For this exercise we want to create a corpus of the UN meeting summaries provided for press purposes (a specific example requested by a member of the class) here:
https://www.un.org/press/en/type-document/meetings-coverage?page=0
This is an index page, with titles and snippets for 20 actual meeting summaries which are linked through “Read more” links. The next 20 are on page=1, and so on.
We will use here the package “rvest,” which is similar in logic to the Python module “BeautifulSoup.” We’ll also use some other tidyverse packages to help us clean the data.
library(rvest)
library(magrittr) # For the pipe operator
library(lubridate) # For cleaning up dates
library(stringr) # For cleaning up strings
library(knitr) # For displaying images in this notebook
First, let’s see how many of these pages there are. As of today, there are 341 pages like this, going back to May 2009. They have 20 pages linked each, except the last one with 6 links listed, for a total target of 340x20 + 6 = 7806 pages.
Let’s see if we’re allowed to do this:
We’re looking at the directory “/press” and it doesn’t appear to be disallowed. They do request a crawl delay of 10 seconds, so this it will take a minimum of (341 + 7806) x 10 seconds = 81470 seconds = 1358 minutes = 22.6 hours to download all of it.
To download one of the top pages for analysis in rvest, use the read_html
function. (The textreadr library also contains a read_html
function, which extracts the blocks of text from an html page. To be sure you’re using the form needed by rvest, specicify xml2::readhtml
.)
index_page <- xml2::read_html("https://www.un.org/press/en/type-document/meetings-coverage?page=0")
index_page
{xml_document}
<html lang="en" dir="ltr" prefix="content: http://purl.org/rss/1.0/modules/content/ dc: http://purl.org/dc/terms/ foaf: http://xmlns.com/foaf/0.1/ og: http://ogp.me/ns# rdfs: http://www.w3.org/2000/01/rdf-schema# sioc: http://rdfs.org/sioc/ns# sioct: http://rdfs.org/sioc/types# skos: http://www.w3.org/2004/02/skos/core# xsd: http://www.w3.org/2001/XMLSchema#">
[1] <head profile="http://www.w3.org/1999/xhtml/voc ...
[2] <body class="html not-front not-logged-in one-s ...

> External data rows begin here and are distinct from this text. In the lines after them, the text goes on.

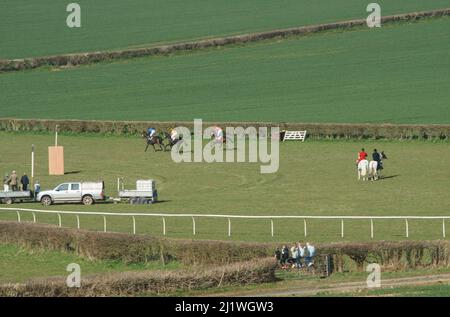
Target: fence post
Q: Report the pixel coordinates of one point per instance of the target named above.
(304, 226)
(407, 227)
(371, 228)
(443, 227)
(164, 226)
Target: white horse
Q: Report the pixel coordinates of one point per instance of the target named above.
(373, 170)
(363, 169)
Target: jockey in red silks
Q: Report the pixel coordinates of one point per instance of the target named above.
(361, 156)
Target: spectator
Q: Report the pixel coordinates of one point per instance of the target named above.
(13, 181)
(284, 256)
(309, 260)
(25, 182)
(278, 255)
(6, 183)
(37, 188)
(294, 255)
(301, 254)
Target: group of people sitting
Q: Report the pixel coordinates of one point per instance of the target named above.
(298, 256)
(12, 182)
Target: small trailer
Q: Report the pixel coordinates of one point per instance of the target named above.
(10, 197)
(145, 192)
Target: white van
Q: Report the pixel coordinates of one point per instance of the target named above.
(73, 192)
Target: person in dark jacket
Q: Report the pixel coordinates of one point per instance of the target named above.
(25, 182)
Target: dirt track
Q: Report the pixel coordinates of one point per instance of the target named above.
(355, 286)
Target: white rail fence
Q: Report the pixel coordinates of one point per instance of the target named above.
(163, 217)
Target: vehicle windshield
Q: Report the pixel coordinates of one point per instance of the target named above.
(62, 187)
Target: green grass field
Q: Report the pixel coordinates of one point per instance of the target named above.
(398, 74)
(417, 182)
(28, 29)
(18, 264)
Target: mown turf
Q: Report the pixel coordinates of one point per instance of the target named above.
(30, 29)
(314, 178)
(18, 264)
(399, 74)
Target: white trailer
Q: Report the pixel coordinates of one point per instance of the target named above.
(145, 192)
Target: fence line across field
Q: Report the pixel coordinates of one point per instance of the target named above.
(163, 216)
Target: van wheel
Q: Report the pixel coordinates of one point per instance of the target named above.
(88, 200)
(46, 200)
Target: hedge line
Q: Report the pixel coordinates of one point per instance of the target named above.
(315, 130)
(140, 248)
(150, 282)
(96, 57)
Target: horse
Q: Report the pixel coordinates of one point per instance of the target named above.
(363, 169)
(153, 140)
(373, 170)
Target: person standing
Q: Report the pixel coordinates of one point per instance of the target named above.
(14, 180)
(6, 183)
(25, 182)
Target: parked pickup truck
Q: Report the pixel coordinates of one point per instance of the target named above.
(73, 192)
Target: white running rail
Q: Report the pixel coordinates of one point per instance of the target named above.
(229, 217)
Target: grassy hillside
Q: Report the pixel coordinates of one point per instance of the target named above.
(417, 184)
(398, 74)
(29, 29)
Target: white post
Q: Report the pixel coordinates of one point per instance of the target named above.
(371, 228)
(164, 226)
(304, 226)
(56, 135)
(407, 227)
(443, 228)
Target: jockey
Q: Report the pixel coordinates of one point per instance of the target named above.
(361, 156)
(151, 132)
(218, 134)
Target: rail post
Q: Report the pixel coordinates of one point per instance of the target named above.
(304, 226)
(371, 228)
(271, 226)
(407, 227)
(164, 226)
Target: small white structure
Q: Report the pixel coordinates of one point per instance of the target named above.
(294, 135)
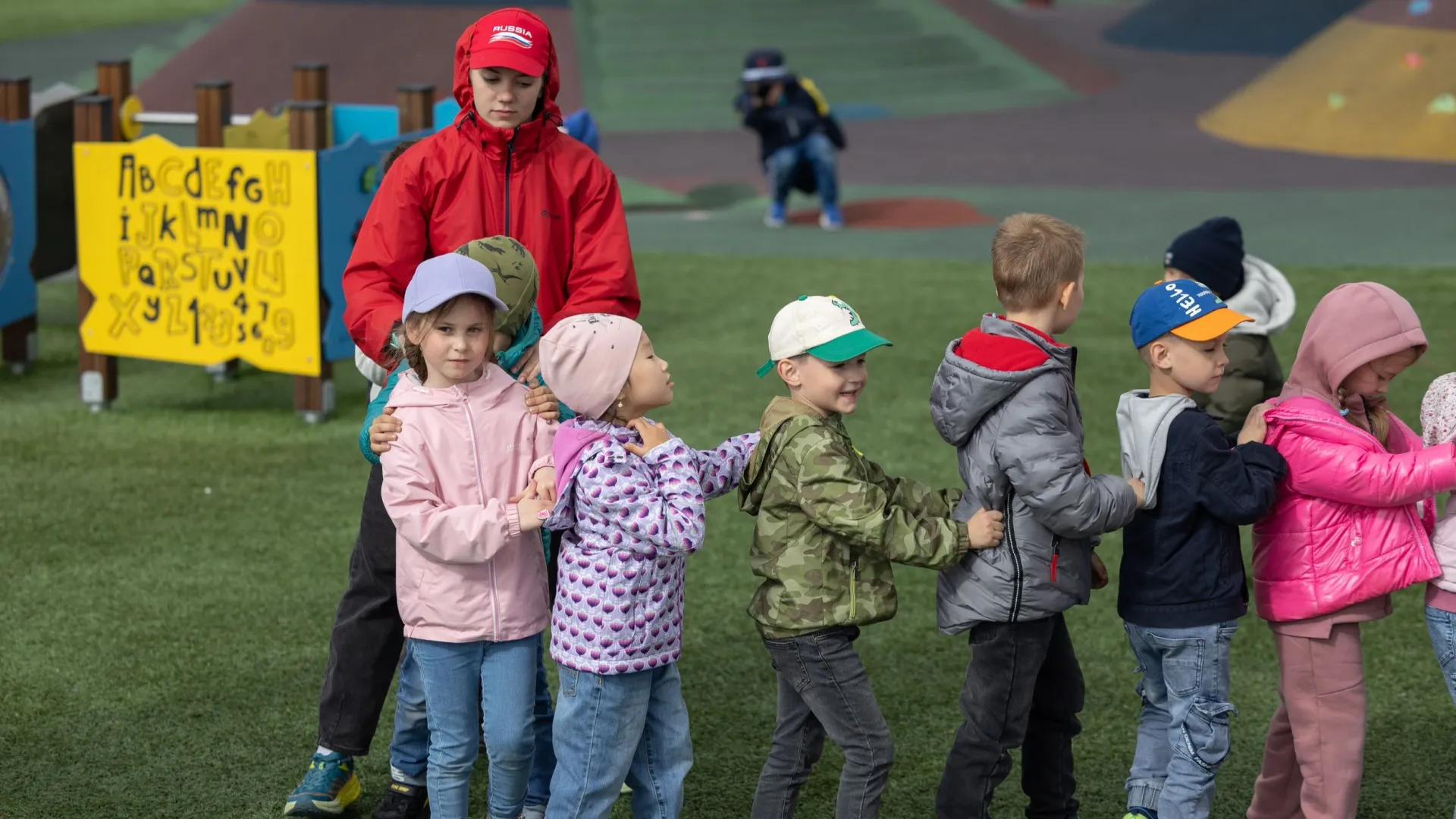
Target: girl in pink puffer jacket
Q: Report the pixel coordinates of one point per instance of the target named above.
(1439, 428)
(1350, 523)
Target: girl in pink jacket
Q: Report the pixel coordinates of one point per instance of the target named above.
(1351, 523)
(1439, 428)
(460, 487)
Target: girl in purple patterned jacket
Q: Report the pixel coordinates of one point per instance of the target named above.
(631, 507)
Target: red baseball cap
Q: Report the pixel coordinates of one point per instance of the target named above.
(511, 38)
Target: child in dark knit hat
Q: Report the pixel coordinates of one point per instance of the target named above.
(797, 136)
(1213, 254)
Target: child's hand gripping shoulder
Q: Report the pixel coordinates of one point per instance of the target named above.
(984, 529)
(447, 532)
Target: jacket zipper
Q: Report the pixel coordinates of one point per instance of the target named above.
(1018, 576)
(510, 152)
(479, 493)
(1413, 519)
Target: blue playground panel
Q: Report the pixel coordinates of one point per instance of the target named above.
(18, 177)
(1228, 27)
(348, 177)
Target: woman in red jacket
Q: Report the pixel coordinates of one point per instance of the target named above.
(501, 168)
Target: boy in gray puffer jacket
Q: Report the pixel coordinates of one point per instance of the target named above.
(1003, 397)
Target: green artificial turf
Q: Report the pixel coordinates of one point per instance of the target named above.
(20, 20)
(171, 567)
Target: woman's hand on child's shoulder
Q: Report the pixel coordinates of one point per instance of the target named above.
(542, 401)
(530, 513)
(986, 529)
(653, 435)
(383, 430)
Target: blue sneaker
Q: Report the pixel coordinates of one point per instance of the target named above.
(327, 789)
(775, 216)
(830, 219)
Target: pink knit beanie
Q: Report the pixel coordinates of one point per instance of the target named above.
(585, 360)
(1438, 411)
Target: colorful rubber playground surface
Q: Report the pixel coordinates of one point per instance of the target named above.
(165, 613)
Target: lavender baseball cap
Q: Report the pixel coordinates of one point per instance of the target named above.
(444, 278)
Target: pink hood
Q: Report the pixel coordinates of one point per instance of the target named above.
(1346, 526)
(465, 570)
(1439, 428)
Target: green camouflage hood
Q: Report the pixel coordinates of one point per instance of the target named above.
(755, 479)
(516, 280)
(829, 522)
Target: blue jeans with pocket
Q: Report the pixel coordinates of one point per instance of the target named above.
(462, 681)
(613, 729)
(1442, 627)
(783, 164)
(410, 748)
(1183, 735)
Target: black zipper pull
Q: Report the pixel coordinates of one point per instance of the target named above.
(510, 153)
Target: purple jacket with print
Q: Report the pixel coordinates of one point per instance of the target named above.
(628, 525)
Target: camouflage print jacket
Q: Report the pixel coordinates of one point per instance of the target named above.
(829, 525)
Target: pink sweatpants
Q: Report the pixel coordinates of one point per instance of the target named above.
(1313, 755)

We’ve downloaded the page and rvest has stored it in an “xml_document.” The page is coded in “xhtml” which is a structured variant of html using xml. XML is a text data format defined by nested tags. This nesting means you can think of XML, and XHTML, as a tree … a graph with a root node, branching from that into other nodes, which themselves can branch. (In the language of XML, a node is an “element.” If it contains any other elements, those are its “children”; if it is inside another element, that is its “parent”; if there are other elements within the same “parent” element, those are its “siblings.”) rvest is based on traversing this tree structure, isolating the nodes you want and then extracting the information you want from them.
You can look at the html code that generates a page through your browser’s “View Page Source” (or similar) command (which in most browsers is under a menu like “Developer”). It’s certainly helpful to understand how html works, but in many cases, not strictly necessary. A few basics. Note that the file begins with <html
and ends with /html>
, defining the root node of the tree (it has no parents). The tree has two branches to new nodes contained inside the html
tag (two children): <head
(line 3) through /head>
(line 30), and <body
(line 31) through /body>
(line 505). At the other extreme are the “leaves” of the tree … tags that contain no further tags (elements that have no children), like <h1 class="page-header default">Meetings Coverage</h1>
. Here, the h1
is the element’s “tag” (indicating in html a heading). The element has one “attribute” – class
– with the “value” "page-header-default"
which is an indicator about how to style (font, size, etc.) the content, defined elsewhere. The “contents” consists of everything in between the open and closing of the tag, and in this case that is also the “text” of the element: Meetings Coverage
.
Most of what we want to extract, and some of what we don’t want, is contained in the text of tags. In some cases, we want an attribute, as when we’re looking for further links. But mostly, the attributes and tags themselves are what we’ll use navigate the tree and to identify where the contents we want are.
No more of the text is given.